The precise amount of time a practice must enjoy universal reception before becoming part of the tradition is not clearly and consistently defined by common-law writers. For example, Blackstone wrote that a practice must have been used universally from time “immemorial” to be considered part of the common law. If anyone could determine a time when the practice was not used, it could not be part of the common law. At the same time, however, Blackstone acknowledged the fact that the English common law had developed over time and had changed as an “intermixture of adventitious nations, the Romans, the Picts, the Saxons, the Danes, and the Normans … must have insensibly introduced and incorporated many of their own customs with those that were before established.” American common-law thinkers such as James Wilson rejected the idea that a practice had to enjoy “immemorial usage” before becoming part of the common law:
Some writers, when they describe that usage, which is the foundation of common law, characterize it by the epithet immemorial. The parliamentary description is not so strong. “Long use and custom” is assigned as the criterion of law, “taken by the people at their free liberty, and by their own consent.” And this criterion is surely sufficient to satisfy the principle: for consent is certainly proved by long, though it be not immemorial usage.

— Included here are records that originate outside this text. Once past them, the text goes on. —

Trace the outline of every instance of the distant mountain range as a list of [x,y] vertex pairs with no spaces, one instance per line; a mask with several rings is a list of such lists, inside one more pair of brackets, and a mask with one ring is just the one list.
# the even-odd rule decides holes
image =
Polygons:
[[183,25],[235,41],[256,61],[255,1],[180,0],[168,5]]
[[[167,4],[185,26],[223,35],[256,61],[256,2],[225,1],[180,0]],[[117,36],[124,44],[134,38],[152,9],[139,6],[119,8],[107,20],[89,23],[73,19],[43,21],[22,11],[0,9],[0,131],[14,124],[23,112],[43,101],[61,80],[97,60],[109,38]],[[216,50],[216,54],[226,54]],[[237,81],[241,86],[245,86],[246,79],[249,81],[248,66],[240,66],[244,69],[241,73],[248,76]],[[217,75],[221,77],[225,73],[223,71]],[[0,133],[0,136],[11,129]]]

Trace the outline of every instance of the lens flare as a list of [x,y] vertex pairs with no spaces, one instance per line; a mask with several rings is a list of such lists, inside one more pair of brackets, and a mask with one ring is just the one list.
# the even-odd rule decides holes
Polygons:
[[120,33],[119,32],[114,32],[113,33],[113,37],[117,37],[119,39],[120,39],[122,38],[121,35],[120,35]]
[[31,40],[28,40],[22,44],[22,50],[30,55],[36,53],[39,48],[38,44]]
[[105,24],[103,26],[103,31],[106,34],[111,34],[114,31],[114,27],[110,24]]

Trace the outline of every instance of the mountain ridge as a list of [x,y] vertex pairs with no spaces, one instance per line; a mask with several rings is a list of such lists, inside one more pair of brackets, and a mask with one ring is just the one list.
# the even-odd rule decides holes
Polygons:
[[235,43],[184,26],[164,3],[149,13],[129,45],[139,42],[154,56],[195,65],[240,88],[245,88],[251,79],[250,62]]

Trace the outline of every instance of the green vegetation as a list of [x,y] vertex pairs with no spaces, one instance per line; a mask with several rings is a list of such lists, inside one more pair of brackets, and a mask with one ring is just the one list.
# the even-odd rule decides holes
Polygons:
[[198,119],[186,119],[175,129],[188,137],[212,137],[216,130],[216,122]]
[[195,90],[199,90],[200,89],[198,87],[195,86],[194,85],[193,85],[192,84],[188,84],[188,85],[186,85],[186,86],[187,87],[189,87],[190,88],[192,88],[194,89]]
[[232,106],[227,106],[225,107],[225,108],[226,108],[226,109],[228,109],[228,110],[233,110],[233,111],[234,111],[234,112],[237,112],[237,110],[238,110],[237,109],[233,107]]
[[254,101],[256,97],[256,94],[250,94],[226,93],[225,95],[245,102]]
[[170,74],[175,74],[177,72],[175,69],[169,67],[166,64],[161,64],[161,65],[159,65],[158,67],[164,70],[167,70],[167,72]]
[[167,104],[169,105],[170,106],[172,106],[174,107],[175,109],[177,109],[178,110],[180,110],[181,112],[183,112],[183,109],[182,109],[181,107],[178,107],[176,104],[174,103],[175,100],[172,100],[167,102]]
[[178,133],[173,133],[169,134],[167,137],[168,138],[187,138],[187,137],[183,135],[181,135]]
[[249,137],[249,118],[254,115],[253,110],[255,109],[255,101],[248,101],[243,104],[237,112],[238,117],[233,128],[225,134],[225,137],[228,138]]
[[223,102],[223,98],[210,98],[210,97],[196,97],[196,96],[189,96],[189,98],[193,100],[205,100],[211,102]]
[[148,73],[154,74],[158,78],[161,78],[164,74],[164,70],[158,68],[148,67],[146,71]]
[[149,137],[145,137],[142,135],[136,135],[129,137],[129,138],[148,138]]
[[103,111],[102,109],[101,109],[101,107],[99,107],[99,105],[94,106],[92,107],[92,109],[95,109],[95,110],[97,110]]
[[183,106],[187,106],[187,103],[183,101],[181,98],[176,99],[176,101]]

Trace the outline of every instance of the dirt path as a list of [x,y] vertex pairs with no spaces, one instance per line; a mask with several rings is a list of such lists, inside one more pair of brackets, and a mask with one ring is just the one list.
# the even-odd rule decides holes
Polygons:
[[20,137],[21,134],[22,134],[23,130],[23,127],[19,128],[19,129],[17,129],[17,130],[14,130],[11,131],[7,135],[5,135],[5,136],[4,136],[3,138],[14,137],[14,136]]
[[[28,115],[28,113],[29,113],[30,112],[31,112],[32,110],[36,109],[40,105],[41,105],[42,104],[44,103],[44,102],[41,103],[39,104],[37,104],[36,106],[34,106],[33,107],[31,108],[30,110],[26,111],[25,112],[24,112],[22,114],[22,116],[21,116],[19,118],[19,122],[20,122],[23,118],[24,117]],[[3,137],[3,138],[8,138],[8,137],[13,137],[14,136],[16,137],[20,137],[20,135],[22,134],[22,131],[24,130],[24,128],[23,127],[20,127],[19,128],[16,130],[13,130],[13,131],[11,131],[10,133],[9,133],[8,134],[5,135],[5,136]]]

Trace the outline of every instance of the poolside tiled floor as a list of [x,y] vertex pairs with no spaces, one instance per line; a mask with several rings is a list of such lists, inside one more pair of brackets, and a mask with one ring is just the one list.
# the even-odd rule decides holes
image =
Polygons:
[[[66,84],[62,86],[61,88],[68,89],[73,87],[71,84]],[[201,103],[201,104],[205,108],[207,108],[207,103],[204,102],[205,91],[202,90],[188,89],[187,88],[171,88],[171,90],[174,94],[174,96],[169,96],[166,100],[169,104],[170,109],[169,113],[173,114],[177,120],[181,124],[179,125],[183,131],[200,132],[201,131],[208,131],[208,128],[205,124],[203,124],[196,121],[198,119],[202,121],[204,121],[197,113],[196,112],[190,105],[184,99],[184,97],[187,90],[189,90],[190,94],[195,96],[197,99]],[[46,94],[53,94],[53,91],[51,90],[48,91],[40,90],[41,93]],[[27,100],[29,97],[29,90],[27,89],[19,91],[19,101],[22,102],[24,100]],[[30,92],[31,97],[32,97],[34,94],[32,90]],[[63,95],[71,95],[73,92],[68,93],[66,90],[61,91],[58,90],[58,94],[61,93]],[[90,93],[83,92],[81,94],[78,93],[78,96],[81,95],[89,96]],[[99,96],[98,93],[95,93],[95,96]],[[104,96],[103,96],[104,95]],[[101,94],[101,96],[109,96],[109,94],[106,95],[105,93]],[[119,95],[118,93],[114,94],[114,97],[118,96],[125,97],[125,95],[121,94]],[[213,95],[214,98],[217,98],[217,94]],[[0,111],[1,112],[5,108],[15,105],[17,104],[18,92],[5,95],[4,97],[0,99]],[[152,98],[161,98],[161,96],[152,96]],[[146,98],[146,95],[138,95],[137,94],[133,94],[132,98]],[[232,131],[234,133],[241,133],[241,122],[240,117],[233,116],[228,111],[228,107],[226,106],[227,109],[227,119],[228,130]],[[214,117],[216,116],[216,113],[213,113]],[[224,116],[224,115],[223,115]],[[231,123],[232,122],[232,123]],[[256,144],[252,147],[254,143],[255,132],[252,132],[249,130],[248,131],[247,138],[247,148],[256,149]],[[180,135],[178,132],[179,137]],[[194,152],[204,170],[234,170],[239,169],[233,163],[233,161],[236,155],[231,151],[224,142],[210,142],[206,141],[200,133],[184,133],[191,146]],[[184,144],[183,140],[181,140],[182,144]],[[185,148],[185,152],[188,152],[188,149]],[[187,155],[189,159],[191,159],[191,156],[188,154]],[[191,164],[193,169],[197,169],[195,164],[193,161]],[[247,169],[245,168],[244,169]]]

Despite this lack of precision, there are some things we can say with certainty about the scope and duration of usage a practice must enjoy before we can say that it is clearly part of the tradition. First, reception of the practice must be universal; that is, it must be employed throughout the relevant legal community. Second, the practice must be public. A secret or “underground” governmental practice cannot be said to enjoy the consent of the people “taken … at their free liberty.” Third, the practice must continue to be universally received over the course of multiple generations. The premise of the common law is that multigenerational consensus is more reliably just and reasonable than the consensus of a given moment. As noted above, the number of generations that must receive a given practice before it can be said to enjoy long usage is uncertain. Cases concerning the reverse question–how much time it takes a once-traditional practice to fall out of usage for constitutional purposes–have generally required a century or more of disuse. Similarly, it would seem that a century or more of universal reception would be required to show that a new practice enjoys a stable multigenerational consensus. But in any event, there is no reason to treat long usage as an “on-off” switch. However much time it may take definitively to establish “long usage,” we can at least say that the longer and more universally a public governmental practice is received, the more likely it is to comport with the tradition.